It’s not clear that Early Work is concerned with the ‘regular current’ of American life, or that this is really what Pete is trying to get by in. Excepting one roundly mocked character who announces he’s going to be the next Stephen King, Pete’s contemporaries dream of artistic fulfilment – and perhaps an adjunct teaching position at a state college – rather than financial success. But perhaps the point is that the bohemian lifestyle has been absorbed into the regular current. Julia, Pete’s girlfriend since college, is training as a doctor but is also a published and potentially successful poet: ‘Julia’s defining quality, maybe, was her combination of outer normality, even placidity, and a roiling, crazily volatile inner life that expressed itself mainly in her writing.’ (Pete says ‘maybe’ a lot.) For the others, ‘aspiring writer’ is a legitimate career choice, at least until the money runs out.

Pete meets Leslie, another aspiring writer, at a party. He falls for her straight away, meets her for drinks while Julia is at work, and subsequently has sex with her at his friend Kenny’s farm, ‘rented cheaply in exchange for basic upkeep on the lawn and house’. (Kenny, when he isn’t adopting three-legged kittens and growing cucumbers, is a jazz musician.) Leslie is taking a break from her engagement (‘My fiancé and I are having a regular-ass shitty time figuring out what to do. And I’m basically being a huge baby and hiding’) and working on a putative screenplay. She has published several short stories that Pete reads online and is relieved to find brilliant.

So Early Work is also a love story, or a story of infidelity and throwing over someone you love for someone you just met and find more exciting. Which means that it’s, on the sly, a novel about the ways we judge character and substance, the codes we live by or fail to live by. Many of the observations are close to the bone: the embarrassingly slight attempts at self-improvement (‘Like a lot of people, I’d lately been in the habit of trying to go for stretches of time without looking at my phone every ten seconds’); the social observations – when the board games come out at a party, ‘Julia and I were united in our bewilderment at our generation’s return to structured activities.’ Pete and Julia are an established, moderately happy, ‘intellectually compatible’ couple – he isn’t looking for a way out or experiencing some childish fear of commitment, he’s aware that he’s becoming a liar and a cheat, but he’s so drawn to Leslie that it’s a thrill (for the reader as much as for Pete) to fall under her influence and to transgress what remain monogamous norms. What makes Pete an ‘asshole’ is his prevarication. As always, he’s aware of this:

I fully admitted to myself that I badly wanted to have sex with Leslie, and started working through whether or not I was going to commit myself to actually trying to do that. My hope, as always, was that someone else would make the decision for me, absolve me of the little responsibility I had.
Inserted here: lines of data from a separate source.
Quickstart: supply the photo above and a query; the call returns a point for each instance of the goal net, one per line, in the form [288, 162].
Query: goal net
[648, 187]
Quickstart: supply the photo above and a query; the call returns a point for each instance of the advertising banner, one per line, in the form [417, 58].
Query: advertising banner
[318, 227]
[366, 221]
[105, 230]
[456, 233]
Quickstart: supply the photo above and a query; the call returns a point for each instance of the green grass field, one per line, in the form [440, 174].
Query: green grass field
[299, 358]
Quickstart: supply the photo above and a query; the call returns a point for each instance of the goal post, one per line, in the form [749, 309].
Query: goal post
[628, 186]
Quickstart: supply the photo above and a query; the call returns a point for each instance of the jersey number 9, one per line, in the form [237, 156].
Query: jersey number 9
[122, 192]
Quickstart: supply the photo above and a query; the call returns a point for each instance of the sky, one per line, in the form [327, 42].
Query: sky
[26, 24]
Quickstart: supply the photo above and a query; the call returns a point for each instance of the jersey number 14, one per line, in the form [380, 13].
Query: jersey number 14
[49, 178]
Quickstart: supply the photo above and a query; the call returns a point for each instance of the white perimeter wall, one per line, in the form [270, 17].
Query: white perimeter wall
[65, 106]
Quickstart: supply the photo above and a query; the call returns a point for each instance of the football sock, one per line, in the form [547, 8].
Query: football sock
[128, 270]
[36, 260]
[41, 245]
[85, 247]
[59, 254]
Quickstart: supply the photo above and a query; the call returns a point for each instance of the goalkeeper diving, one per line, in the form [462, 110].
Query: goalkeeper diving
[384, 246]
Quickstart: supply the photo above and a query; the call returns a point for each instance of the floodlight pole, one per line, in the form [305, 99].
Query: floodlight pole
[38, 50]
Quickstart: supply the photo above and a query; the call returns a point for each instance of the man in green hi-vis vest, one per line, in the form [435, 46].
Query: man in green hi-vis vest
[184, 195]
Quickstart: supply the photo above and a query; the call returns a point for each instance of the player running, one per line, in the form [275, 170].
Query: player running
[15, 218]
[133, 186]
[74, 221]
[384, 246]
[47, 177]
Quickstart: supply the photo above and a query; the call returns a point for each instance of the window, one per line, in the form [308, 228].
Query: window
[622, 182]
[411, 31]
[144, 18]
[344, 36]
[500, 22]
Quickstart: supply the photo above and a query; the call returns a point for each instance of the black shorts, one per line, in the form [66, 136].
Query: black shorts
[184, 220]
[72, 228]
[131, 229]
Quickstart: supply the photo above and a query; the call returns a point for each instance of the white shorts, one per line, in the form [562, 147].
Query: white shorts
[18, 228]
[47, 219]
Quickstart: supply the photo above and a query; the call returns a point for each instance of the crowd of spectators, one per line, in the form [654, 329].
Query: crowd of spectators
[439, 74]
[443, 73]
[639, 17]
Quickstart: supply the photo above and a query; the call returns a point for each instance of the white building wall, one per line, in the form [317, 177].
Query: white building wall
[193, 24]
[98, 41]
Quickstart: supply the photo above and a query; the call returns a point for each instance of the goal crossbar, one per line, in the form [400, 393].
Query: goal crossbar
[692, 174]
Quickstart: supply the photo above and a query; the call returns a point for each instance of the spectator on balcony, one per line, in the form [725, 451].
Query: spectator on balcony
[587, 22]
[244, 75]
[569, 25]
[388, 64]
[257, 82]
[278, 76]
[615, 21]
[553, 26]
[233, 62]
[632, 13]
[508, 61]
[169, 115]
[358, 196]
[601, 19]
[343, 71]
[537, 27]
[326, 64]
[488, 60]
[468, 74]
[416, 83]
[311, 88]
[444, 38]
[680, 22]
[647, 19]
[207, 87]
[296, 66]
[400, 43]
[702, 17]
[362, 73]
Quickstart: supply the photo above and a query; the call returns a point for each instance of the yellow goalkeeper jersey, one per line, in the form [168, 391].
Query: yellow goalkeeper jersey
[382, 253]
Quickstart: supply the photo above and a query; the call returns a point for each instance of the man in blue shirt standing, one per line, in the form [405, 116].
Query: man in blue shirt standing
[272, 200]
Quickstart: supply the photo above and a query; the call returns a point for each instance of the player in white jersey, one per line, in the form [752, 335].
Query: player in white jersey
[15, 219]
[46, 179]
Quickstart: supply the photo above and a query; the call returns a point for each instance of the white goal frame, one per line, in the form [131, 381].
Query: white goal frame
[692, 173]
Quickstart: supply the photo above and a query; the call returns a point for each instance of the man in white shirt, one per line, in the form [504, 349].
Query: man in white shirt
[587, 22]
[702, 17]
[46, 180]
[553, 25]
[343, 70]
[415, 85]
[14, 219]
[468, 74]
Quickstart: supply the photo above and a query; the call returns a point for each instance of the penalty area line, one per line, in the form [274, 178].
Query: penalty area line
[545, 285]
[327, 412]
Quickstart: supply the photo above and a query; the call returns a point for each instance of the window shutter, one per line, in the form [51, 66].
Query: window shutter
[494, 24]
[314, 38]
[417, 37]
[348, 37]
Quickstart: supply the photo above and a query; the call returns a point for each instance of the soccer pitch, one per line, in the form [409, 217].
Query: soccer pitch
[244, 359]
One thing I’ve learned: you can always – always – have less responsibility.

A good short-cut out of responsibility is to spend most of the time half-cut and a little stoned, with the attendant heightening and distorting effects on social perception: ‘Leslie seemed a little bit drunk already, a little bit frayed around the edges. But I thought that I might be overperceiving because I was pretty high, and this made me feel as if I had the ability to detect even the smallest deviation in a person’s customary self-presentation, or, maybe, the ability to see people as they actually were.’ That ‘maybe’ again. Even if this superpower is an illusion, Pete has enough insight to skewer a character in a sentence – ‘She radiated the kind of positivity that suggested barely repressed rage’ – even if he almost never writes anything himself, or, if he does, never finishes it (he doesn’t like endings). The reader comes to feel that he possesses the kind of self-awareness that suggests near total delusion, and so, towards the end of the novel, does he: ‘It had occurred to me lately that it was much more possible than I’d previously considered to be both “self-aware” and fundamentally wrong about the nature of the self.’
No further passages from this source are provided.